Das Corona-Jahr 2020 setzt der Brauerei jedoch besonders zu. Die beiden Volksfeste in Olching und Maisach fallen aus. Ebenso eine Vielzahl große und kleine Festveranstaltungen im nahen und weiteren Umfeld. Die Schließung der Gastronomie reißt ein empfindliches Loch in die Kasse! Nur ein Teil kann geflickt werden: durch ein deutliches Wachstum bei Flaschenbier im Getränkehandel, durch Rampen- und Lkw-Verkaufsaktionen. Und durch umfassende Kosteneinsparungen. Sechs Monate Kurzarbeit, staatliche Überbrückungshilfen und neue, private Einlagen sowie eine Preiserhöhung helfen zusätzlich. Unterstützung kommt zudem von der Hausbank: „So mussten wir niemanden entlassen und verloren keine Gastronomiekunden“, sagt Michael Schweinberger.

Bayerische Leidenschaft

Obwohl nach wie vor ungewiss ist, wann die Gastronomie wieder vollständig öffnen kann, hat er erfolgversprechende Pläne für die Zukunft. Zumal Michael Schweinberger bereits 2020 die Erschließung von Großhandelskunden in Italien durch lokale Handelsvertretungen und Vermarktungskonzepte gelang. „Passione bavarese per la birra“, also „Bayerische Leidenschaft für Bier“, ist die Formel, die das Maisacher Bier jenseits des Brenners bekannt macht.

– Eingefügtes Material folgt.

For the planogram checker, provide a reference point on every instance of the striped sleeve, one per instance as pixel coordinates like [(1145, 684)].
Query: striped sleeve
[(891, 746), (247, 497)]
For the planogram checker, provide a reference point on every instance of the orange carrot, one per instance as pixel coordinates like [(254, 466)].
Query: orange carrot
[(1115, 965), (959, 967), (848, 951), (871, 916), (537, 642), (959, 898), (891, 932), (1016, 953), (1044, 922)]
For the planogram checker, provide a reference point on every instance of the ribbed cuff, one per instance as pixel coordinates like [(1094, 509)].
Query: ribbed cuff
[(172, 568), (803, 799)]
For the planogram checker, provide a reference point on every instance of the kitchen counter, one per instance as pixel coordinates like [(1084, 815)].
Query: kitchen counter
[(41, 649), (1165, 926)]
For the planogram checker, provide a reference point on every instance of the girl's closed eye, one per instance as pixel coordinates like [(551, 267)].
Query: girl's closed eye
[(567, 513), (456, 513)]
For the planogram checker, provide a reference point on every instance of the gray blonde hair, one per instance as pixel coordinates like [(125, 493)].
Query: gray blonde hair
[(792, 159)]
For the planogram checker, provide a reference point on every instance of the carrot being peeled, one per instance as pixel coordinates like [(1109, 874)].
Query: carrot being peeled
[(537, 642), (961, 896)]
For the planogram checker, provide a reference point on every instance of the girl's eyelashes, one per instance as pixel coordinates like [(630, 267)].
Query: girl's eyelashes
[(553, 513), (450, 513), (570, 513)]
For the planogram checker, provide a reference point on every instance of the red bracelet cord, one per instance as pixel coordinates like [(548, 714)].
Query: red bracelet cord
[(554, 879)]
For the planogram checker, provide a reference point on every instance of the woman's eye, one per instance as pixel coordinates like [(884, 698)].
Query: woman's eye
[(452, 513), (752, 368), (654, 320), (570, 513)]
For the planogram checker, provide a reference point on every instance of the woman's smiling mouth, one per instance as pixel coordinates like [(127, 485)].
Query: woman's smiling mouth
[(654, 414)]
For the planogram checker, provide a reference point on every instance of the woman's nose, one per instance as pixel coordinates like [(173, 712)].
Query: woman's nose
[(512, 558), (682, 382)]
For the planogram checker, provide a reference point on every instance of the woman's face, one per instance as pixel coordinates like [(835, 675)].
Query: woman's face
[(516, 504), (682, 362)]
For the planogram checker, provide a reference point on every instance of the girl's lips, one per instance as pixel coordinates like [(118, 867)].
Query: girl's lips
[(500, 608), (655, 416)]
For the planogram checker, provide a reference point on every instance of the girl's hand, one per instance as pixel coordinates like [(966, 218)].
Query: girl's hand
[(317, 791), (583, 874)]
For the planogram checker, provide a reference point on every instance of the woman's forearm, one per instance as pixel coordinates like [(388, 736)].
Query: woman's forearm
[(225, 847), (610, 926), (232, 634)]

Ein weiterer Neukunde ist „Heimat Wild“ aus Österreich: Jäger und jagdaffine Gastronomie in Deutschland und Österreich, für die die Brauerei Maisach eigenes Bier braut.

Eine Kooperation mit Weißbierbrauereien ermöglicht zudem in der Gastronomie die Ergänzung der eigenen Braukompetenz bei untergärigen Bieren. Sehr vielversprechend startete die Belieferung von zwei Top-Freiluftgastronomien in München: „Gans am Wasser“ und „Gans woanders“ wählten im August 2020 die Brauerei Maisach als Lieferant des Hellbieres „Maisacher Perle“.

Die Wiederbelebung des Bürgerzentrums Gernlinden als „Waldschlößl“ verspricht mit dem eigens gebrauten „Schlößlbier“ ebenfalls neue Impulse.

Schweinberger atmet durch. „Von 2016 bis 2019 sind wir stetig gewachsen. Trotzdem sind und bleiben wir eine kleine, feine Brauerei“, betont er und verweist auf zwei neue Biersorten: das Kellerbier-Radler sowie das alkoholfreie Bier. „Maisacher Freibier“ wird es heißen und nicht nur in der heißen Jahreszeit für unbeschwerten Biergenuss sorgen.